If the minimum area of the triangle formed by a tangent to the ellipse $\frac{x^2}{b^2} + \frac{y^2}{4a^2} = 1$ and the co-ordinate axis is kab, then k is equal to _________.
Show Hint
For an ellipse with semi-axes $A$ and $B$, the minimum area of the triangle formed by a tangent and the coordinate axes is always $AB$. Here $A=b$ and $B=2a$, so area is $2ab$.
Step 1: Understanding the Concept:
The equation of a tangent to the ellipse $\frac{x^2}{A^2} + \frac{y^2}{B^2} = 1$ in parametric form ($x = A \cos \theta, y = B \sin \theta$) is $\frac{x \cos \theta}{A} + \frac{y \sin \theta}{B} = 1$. The area of the triangle formed with the coordinate axes is $1/2 \times \text{intercept on x-axis} \times \text{intercept on y-axis}$. Step 2: Detailed Explanation:
For the ellipse $\frac{x^2}{b^2} + \frac{y^2}{(2a)^2} = 1$, the tangent at point $\theta$ is:
\[ \frac{x \cos \theta}{b} + \frac{y \sin \theta}{2a} = 1 \]

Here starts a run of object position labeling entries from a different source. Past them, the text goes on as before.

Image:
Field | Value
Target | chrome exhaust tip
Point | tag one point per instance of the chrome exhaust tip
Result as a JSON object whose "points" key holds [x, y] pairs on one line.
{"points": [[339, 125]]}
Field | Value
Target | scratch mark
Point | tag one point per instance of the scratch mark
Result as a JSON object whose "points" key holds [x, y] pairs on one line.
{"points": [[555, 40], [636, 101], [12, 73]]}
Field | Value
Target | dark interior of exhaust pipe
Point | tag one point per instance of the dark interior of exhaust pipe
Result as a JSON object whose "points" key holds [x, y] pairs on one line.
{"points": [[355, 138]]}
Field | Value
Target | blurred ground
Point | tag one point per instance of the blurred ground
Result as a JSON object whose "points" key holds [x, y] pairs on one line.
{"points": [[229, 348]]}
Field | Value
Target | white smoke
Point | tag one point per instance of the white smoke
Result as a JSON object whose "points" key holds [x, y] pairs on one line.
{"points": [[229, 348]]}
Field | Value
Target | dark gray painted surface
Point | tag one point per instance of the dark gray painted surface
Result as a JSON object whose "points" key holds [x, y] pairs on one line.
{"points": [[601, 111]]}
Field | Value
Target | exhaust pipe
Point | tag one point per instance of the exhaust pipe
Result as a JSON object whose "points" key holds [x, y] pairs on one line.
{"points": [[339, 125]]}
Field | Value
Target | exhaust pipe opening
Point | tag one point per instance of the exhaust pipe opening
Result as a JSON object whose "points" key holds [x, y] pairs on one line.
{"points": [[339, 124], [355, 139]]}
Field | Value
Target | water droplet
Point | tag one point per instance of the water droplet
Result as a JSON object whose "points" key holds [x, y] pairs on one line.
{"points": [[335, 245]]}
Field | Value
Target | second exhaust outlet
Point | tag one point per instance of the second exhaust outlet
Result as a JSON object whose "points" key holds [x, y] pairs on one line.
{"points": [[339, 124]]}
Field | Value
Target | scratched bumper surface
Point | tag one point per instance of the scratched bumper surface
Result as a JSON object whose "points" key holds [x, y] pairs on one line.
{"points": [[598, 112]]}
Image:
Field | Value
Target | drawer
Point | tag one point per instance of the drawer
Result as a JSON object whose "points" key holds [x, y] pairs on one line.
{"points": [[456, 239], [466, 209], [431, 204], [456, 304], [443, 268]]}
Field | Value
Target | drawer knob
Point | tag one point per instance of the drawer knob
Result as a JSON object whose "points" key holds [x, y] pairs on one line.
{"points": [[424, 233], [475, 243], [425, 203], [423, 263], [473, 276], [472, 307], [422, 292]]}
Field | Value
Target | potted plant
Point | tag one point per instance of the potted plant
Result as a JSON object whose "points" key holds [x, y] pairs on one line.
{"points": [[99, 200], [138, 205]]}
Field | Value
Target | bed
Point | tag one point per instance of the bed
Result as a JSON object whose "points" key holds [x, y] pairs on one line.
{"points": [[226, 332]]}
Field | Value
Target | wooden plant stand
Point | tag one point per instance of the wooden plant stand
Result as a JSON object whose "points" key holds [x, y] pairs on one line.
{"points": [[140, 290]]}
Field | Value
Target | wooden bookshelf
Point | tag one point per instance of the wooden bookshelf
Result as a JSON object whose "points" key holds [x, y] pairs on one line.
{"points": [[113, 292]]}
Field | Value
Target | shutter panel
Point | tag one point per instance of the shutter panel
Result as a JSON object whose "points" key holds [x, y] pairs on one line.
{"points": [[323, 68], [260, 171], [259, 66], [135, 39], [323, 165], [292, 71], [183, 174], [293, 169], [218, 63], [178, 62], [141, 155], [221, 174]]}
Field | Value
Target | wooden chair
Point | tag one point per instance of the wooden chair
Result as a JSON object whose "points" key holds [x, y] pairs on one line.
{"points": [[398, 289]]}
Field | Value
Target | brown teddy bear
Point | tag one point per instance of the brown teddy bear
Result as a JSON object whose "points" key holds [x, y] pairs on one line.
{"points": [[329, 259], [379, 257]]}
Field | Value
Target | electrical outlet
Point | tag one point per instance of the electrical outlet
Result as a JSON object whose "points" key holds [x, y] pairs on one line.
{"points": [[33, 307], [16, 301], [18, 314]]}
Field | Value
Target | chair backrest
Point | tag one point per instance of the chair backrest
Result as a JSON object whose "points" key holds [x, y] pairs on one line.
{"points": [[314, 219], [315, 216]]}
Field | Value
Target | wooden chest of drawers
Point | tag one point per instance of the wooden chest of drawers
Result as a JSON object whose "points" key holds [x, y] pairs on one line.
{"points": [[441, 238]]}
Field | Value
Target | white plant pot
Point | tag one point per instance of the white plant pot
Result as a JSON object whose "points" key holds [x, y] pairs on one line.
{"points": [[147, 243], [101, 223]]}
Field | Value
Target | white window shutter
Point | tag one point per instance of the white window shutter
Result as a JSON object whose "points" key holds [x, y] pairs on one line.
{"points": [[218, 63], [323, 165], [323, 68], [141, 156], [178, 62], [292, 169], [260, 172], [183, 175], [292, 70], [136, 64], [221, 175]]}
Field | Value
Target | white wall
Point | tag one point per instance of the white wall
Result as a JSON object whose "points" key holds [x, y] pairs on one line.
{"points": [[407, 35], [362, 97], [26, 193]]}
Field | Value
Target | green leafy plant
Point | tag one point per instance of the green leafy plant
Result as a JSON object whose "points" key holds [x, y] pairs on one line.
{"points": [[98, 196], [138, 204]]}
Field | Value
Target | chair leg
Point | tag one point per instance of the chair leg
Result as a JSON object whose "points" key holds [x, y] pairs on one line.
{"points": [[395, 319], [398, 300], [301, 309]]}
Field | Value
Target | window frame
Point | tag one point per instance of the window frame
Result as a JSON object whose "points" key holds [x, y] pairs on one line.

Intercept on x-axis (set $y=0$): $x = b/\cos \theta$.
Intercept on y-axis (set $x=0$): $y = 2a/\sin \theta$.
Area of triangle $T = \frac{1}{2} \left| \frac{b}{\cos \theta} \cdot \frac{2a}{\sin \theta} \right| = \frac{ab}{|\sin \theta \cos \theta|}$.
Using $\sin 2\theta = 2 \sin \theta \cos \theta$, we get:
\[ T = \frac{2ab}{|\sin 2\theta|} \]
Area is minimum when $|\sin 2\theta|$ is maximum, i.e., $|\sin 2\theta| = 1$.
Minimum area $= 2ab$.
Comparing with $kab$, we get $k = 2$. Step 3: Final Answer:
The value of k is 2.